Do livro autobiográfico "Navegação de Cabotagem", de Jorge Amado, extraí este pequeno texto, que considero uma pérola. A diferença entre conhecer uma realidade e ser tocado por ela, verdadeiramente. Espero que apreciem.
" (Paris, 1948 - o número)
Paris, casa de Picasso, em torno à mesa de jantar, somos uns poucos na tentativa de convencê-lo a comparecer ao Congresso de Intelectuais pela Paz que se vai reunir em Wroclaw, na Polônia: Louis Aragon, Alexandre Korneichuk, Pierre Gamara, Emílio Sereni e a cineasta polonesa Wanda Jacubowska, cujo filme de estreia triunfa nas salas de cinema. Wanda está sentada ao lado do pintor.

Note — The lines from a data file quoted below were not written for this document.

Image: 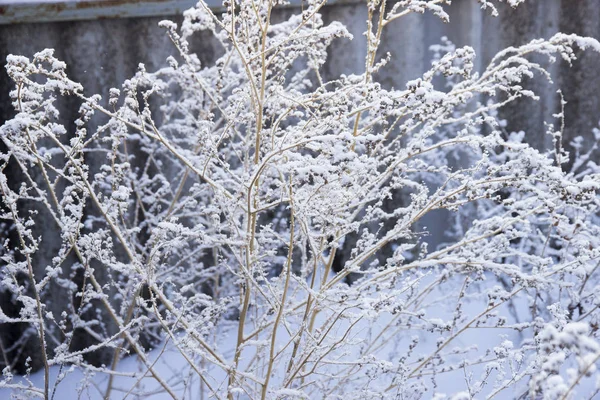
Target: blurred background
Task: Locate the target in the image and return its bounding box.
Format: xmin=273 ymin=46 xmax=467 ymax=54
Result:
xmin=0 ymin=0 xmax=600 ymax=371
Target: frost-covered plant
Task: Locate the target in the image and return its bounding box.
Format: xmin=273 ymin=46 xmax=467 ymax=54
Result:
xmin=0 ymin=0 xmax=600 ymax=399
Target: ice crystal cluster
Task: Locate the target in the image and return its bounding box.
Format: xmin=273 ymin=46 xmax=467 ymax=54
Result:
xmin=0 ymin=0 xmax=600 ymax=400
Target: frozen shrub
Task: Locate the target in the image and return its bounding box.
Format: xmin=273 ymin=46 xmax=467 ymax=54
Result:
xmin=0 ymin=0 xmax=600 ymax=400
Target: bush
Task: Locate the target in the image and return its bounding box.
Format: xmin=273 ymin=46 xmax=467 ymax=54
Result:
xmin=0 ymin=0 xmax=600 ymax=399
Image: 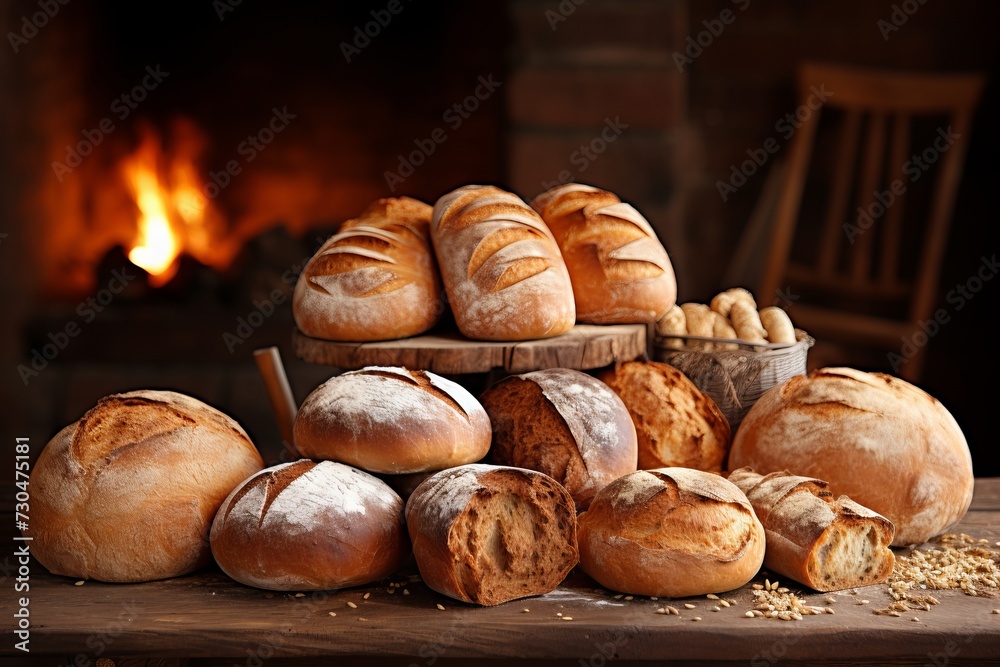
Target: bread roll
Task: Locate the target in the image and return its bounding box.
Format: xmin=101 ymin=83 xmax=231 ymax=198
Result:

Picasso, intransigente na recusa, não irá, peçam-lhe outra coisa, pode doar um quadro, se preciso. Comparecer, jamais, perda de tempo, tem mais o que fazer, deve pintar. Gastaram-se todos os argumentos, caíram todos no vazio, terminamos por desistir, o Congresso não contará com a estrela de Guernica. Queijos e vinhos, comenta-se o filme de Wanda Jacubowska.
Picasso demora o olhar no braço da cineasta, vê o número gravado, pergunta de que se trata.
- Meu número no campo de concentração onde estive durante a guerra.
Picasso passa de leve a ponta dos dedos no braço da moça de Varsóvia, olha para nós, dirige-se a Aragon:
- Eu vou, podem contar comigo.
Foi e fez discurso, esteve o tempo todo. Depois desenhou, para outros congressos, a paloma signo da paz. Tocara com os dedos a desgraça da guerra, o terror."
Jorge Amado
Lindo Eliana, mostrei o texto para Aga que se emocionou.Obrigado!!!